Amarildo Mulinari, produtor de arroz, é de uma das famílias que quer deixar o lugar por medo de novas enchentes. Neste caso, as famílias têm que ser inseridas novamente na fila da reforma agrária e aguardar por novas terras destinadas a esse fim.
“Esse desastre tem nome, é a ganância do agronegócio. É descarada a destruição dos biomas. Não temos dúvida que a água vai voltar porque os rios vão assorear, não tem mata ciliar. Nós somos só um pedacinho, não adianta só aqui fazer certo e todo o resto continuar desse jeito”, diz.
Amarildo mostra arroz produzido pelo MST
“Continuamos apoiando o governo, mas a ajuda não está chegando na ponta”, reclama, sobre a gestão Luiz Inácio Lula da Silva (PT), que é historicamente alinhado ao MST. Mulinari diz que os assentados receberam os R$ 5,1 mil de auxílio do governo federal, como todos os outros impactados pelas enchentes, mas precisam de ajuda para retomar a produção como era antes. Uma bomba para irrigação de arroz, que foi perdida na enchente, custa R$ 35 mil. “Nós doamos dez caminhões de alimentos durante a pandemia, mais de 54 mil marmitas para os desabrigados só em julho. Queremos colaborar, mas também precisamos de ajuda.”

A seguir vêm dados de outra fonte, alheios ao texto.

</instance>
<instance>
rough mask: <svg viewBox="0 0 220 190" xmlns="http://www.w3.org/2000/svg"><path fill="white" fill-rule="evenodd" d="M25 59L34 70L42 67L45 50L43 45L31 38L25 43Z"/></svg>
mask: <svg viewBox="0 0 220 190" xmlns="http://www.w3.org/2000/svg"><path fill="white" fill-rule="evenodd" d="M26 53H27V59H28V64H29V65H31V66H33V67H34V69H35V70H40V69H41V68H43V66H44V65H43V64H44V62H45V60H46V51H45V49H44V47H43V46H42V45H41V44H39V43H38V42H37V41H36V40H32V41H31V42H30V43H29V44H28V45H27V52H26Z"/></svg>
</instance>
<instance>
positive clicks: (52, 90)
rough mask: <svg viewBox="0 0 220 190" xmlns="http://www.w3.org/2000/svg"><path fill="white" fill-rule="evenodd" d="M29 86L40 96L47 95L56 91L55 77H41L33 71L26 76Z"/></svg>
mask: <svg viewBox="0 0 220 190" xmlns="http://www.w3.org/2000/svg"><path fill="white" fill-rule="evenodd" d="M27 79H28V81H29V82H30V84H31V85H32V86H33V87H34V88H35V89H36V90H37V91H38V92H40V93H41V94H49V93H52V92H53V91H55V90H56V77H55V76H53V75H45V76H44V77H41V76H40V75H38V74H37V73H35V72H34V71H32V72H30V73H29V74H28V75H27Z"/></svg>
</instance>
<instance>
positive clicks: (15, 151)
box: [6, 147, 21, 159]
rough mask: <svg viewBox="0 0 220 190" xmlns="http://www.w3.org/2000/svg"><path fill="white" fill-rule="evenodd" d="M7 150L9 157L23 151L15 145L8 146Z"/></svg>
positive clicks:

Arroz e alface produzidos pelo MST no assentamento Integração Gaúcha
O governo federal informou, em nota, que está tomando medidas para as áreas de reforma agrária atingidas pelas enchentes através do Incra. Foram abertos um total de R$ 172,8 milhões em créditos extraordinários para essas demandas. Em Eldorado do Sul, 390 famílias serão atendidas com acesso a crédito e 79 pela linha habitacional, para as que tiveram as casas danificadas.
“Paralelamente”, diz a nota, “o Incra também oficiou a Secretaria de Desenvolvimento Rural do Rio Grande do Sul manifestando a intenção de identificar potenciais imóveis rurais de propriedade do governo estadual para aquisição onerosa e destinação ao reassentamento. Além disso, a regional do Incra está realizando avaliações em áreas ofertadas por particulares, e prospectando imóveis junto ao Banco do Brasil e em cadastros de devedores da União.”